I don't look to closely at the equipment but look at the tactics employed back then. Watching reenactments gives you a great view of these tactics as they are actually employed on actual terrain. To see a whole line of men practically disappear in front of you because of a seemingly insignificant swell in the ground is fascinating.
Yeah we as reenactors are trying to do better at the presentation for the public as well. Unfortunately the first two years or so of the AWI, the British mostly attacked with the bayonet, starting at a slow jog, what guys sometimes today call an
airborne shuffle, took a volley at about 80 yards so very few casualties, then closed on the Continentals before they could reload. Can't really do that in a demonstration without hurting somebody who falls when jogging, or one of the Doodles doesn't run away fast enough or also falls down.
See the book,
With Zeal and Bayonets Only.
We've also found that for 40 years we've been standing too close to each other, AND the opposing lines are too close.
We've over the past years gone to two ranks instead of three, and recently started standing with the lads one arm length apart at open order. Still though we'd bang away at each other at around 50 yards.
BUT we found even when using very undersized ball, that when target shooting at 50 yard or less at open order, 2x deep...., the lads score a lot more hits on the targets than is recorded in the orderly books for what really happened.
So some of the historians got with some archaeologists, and found that they actually banged away more often at 100 yards or more. Really close encounters with lots of volleys was not the norm.
Which explains why they had so many misses.

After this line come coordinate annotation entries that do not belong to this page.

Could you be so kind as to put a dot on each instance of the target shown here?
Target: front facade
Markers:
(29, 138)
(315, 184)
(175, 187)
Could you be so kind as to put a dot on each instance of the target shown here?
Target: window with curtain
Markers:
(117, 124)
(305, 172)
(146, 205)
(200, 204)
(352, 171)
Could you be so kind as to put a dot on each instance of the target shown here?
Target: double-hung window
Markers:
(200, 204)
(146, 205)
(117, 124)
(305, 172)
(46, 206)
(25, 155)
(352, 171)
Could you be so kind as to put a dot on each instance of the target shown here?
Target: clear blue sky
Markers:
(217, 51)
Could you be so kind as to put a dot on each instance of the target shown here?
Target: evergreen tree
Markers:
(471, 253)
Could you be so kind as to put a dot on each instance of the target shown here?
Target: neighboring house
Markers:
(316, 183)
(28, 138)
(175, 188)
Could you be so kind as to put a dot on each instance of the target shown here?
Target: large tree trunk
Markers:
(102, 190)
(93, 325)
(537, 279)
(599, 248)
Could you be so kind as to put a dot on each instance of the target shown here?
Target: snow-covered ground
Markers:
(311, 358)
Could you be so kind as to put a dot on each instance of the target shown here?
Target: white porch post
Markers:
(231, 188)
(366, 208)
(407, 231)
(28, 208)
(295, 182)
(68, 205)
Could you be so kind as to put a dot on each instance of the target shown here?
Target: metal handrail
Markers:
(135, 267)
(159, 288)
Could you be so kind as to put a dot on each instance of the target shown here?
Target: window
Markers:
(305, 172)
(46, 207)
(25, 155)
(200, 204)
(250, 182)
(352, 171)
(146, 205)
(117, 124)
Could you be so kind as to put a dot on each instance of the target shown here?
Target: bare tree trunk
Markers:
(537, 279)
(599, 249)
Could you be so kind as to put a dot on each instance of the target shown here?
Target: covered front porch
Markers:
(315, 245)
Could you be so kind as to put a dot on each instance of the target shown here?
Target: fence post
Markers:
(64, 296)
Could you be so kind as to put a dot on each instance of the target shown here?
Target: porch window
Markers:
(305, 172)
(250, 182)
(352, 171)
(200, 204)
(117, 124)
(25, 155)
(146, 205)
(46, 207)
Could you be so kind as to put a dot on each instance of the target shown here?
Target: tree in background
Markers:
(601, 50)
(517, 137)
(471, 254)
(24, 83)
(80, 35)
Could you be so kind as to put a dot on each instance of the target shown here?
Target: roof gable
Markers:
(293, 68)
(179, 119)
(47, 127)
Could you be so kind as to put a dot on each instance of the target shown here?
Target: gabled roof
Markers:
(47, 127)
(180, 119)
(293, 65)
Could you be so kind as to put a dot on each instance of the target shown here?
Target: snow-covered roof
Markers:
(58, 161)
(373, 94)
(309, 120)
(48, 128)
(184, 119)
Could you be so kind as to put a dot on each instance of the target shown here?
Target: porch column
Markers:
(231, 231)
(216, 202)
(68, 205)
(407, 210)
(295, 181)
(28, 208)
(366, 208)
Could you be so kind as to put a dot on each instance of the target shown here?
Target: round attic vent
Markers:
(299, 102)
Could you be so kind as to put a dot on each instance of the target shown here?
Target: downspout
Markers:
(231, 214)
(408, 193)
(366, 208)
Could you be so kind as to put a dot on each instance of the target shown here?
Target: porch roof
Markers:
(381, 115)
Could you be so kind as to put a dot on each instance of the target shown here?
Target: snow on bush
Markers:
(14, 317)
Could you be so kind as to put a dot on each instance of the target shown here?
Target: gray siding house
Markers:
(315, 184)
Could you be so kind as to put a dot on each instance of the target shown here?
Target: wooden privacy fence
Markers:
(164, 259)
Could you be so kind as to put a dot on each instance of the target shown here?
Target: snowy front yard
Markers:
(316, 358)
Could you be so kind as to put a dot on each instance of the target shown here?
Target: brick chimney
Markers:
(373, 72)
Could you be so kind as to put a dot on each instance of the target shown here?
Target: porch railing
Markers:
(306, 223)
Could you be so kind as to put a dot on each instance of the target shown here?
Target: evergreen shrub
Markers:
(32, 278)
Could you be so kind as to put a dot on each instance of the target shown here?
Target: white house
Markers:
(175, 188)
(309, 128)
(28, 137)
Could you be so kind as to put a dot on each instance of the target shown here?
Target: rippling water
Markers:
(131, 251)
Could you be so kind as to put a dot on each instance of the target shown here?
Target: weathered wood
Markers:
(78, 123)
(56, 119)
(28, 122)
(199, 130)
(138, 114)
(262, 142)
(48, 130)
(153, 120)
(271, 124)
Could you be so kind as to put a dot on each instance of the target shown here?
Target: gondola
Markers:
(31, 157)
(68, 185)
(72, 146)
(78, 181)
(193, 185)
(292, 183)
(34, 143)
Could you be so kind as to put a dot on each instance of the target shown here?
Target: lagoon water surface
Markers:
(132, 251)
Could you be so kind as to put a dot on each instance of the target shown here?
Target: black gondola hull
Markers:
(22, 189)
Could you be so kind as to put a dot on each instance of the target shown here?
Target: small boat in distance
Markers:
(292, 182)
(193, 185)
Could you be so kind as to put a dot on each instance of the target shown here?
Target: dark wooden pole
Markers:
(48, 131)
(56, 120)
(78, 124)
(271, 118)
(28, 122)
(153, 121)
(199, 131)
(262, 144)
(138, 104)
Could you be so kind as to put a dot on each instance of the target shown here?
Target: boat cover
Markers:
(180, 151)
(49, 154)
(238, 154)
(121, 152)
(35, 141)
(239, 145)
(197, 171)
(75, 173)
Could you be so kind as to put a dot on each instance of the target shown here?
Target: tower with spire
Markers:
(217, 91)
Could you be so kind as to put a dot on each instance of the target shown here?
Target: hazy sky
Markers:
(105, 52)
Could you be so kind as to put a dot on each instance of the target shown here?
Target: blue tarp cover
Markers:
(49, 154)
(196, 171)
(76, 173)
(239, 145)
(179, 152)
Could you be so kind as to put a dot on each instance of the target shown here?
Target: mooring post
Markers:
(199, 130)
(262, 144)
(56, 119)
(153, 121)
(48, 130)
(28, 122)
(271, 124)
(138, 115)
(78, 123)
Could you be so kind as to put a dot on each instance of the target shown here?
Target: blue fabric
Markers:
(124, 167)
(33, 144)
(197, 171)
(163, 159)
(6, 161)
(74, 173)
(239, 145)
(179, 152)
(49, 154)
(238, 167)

Apparently the British because replacements were tough to come by, would maneuver and try to score hits while not really exposing the British privates to deadly fire, while the Continentals would rather fire at longer distances since their troops would tend to break and run if the Brits got too close and if they faced a bayonet charge. Now Von Steuben changed the whole dynamic, but the Brits still wanted to out maneuver the Continentals to make them give up the ground, even if the bayonet charge had lost it's overwhelming advantage.